You don't have to limit your explorations to furniture and bric-a-brac. Often, people upgrade their appliances when their old ones have a lot of life left in them. To make sure that you aren't contemplating a clunker, test all appliances to make sure they work. Stick with brand names that you recognize. That way, there's a good chance that the manufacturer will have a Web site you can visit to get an operating manual with care instructions. Be prepared to test battery-operated electronics and personal items by carrying a range of batteries with you. Rechargeable batteries are great for this.
Before you contemplate a purchase, check to make sure that there are no recalls on the product. A quick visit to Consumeraffairs.com will help you get information that could potentially save your life. You can also find information about recalls at the Consumer Reports Web site [source: Steele]. This is an area where a handheld device with Internet access will be invaluable.
Evaluate products carefully.
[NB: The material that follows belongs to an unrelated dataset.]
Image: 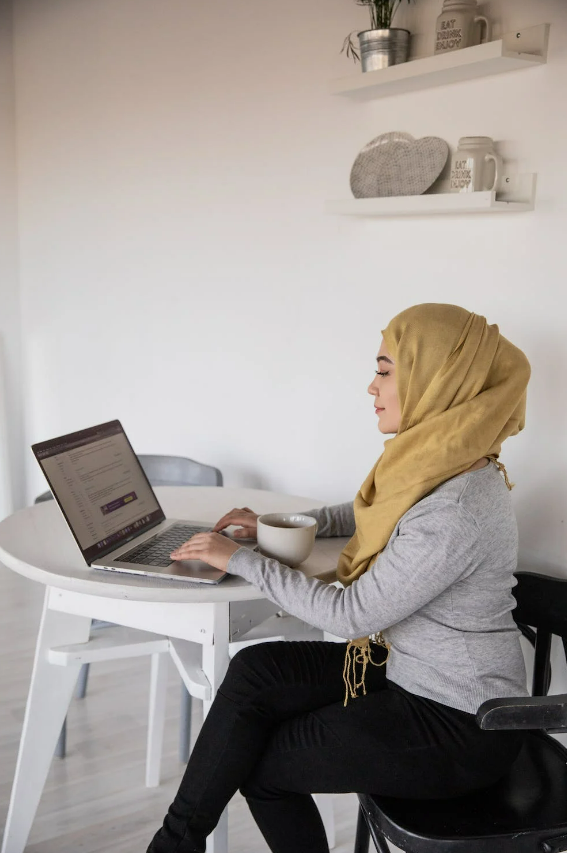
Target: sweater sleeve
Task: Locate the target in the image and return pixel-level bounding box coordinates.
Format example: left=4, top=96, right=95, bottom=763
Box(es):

If you're shopping for a DVD player, don't buy it unless you can make sure it works. (It's probably a good idea to take DVD with you for testing purposes.) Don't assume that something works because it's for sale or simply accept someone's word for it. Electronics that have been sitting in a basement or garage for months can stop working without the seller even knowing it.
If you like the look of a non-functioning lamp or coffeemaker with a broken carafe, the problem doesn't have to be a deal breaker. Some items have components that are easy to replace. The electric innards of lamps are usually pretty easy to switch out with a generic kit, and replacement carafes for many coffeemakers are available from the manufacturer or as a generic that you can find at your local hardware store. The lesson here is that you can research ways to reinvent or rework some things to your advantage. It just takes a little ingenuity.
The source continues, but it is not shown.